OpenAI Agents SDK · Stripe · Function tools
OpenAI Agents SDK + Stripe: wiring function tools safely
The OpenAI Agents SDK makes adding a Stripe function tool trivial. The same property — easy to add — makes the spend-cap gap easy to miss. This page covers the gap, the two-line SDK change that routes calls through a vault-key proxy, and what the audit log reveals that Stripe's own dashboard can't show you.
TL;DR
OpenAI Agents SDK function tools wrap any Python callable, so a Stripe tool is 10-20 lines. The gap: the SDK gives the agent unrestricted access to whatever Stripe key you pass — no per-run budget, no mid-run revoke, no per-call audit with agent context. Fix: swap stripe.api_key for a vault_key_xxx and add stripe.base_url = "https://proxy.keybrake.com/stripe/v1". The proxy holds the real secret, enforces the policy, and logs every call with agent_run_id — the identifier you need for incident forensics.

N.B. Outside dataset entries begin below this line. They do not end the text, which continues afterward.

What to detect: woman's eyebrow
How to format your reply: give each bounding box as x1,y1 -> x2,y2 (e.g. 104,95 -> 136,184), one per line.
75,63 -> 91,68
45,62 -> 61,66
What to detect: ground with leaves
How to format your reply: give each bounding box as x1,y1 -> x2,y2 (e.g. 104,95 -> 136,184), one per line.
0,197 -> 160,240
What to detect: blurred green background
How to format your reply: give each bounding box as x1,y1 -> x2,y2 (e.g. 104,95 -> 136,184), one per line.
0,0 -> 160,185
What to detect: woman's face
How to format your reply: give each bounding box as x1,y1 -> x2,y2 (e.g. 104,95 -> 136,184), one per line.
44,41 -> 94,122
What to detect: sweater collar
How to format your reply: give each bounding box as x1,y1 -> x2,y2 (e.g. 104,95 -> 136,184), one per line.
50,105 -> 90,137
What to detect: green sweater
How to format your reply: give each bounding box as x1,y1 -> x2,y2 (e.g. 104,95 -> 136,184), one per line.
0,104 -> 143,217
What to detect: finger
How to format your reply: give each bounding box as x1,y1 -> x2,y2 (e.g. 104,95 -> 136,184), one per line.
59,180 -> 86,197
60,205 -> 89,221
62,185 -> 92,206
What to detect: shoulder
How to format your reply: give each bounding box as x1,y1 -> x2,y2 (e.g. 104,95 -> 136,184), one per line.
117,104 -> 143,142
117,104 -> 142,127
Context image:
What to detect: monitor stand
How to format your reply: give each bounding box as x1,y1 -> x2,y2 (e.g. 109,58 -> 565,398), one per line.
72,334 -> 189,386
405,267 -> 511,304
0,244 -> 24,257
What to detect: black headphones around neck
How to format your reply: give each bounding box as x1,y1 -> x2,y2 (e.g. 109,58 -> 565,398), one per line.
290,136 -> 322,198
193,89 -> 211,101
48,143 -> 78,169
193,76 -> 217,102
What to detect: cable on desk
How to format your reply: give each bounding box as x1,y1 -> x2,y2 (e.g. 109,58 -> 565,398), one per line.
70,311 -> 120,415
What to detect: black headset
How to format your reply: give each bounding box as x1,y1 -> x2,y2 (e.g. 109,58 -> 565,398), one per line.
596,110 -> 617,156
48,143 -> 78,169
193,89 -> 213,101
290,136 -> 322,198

Setting up a Stripe function tool in the Agents SDK
The OpenAI Agents SDK defines tools as decorated Python functions. A Stripe charge tool looks like this:
import stripe
from agents import function_tool
stripe.api_key = os.environ["STRIPE_SECRET_KEY"]
@function_tool
def charge_customer(customer_id: str, amount_cents: int, currency: str = "usd") -> str:
"""Charge a Stripe customer. Returns the PaymentIntent ID."""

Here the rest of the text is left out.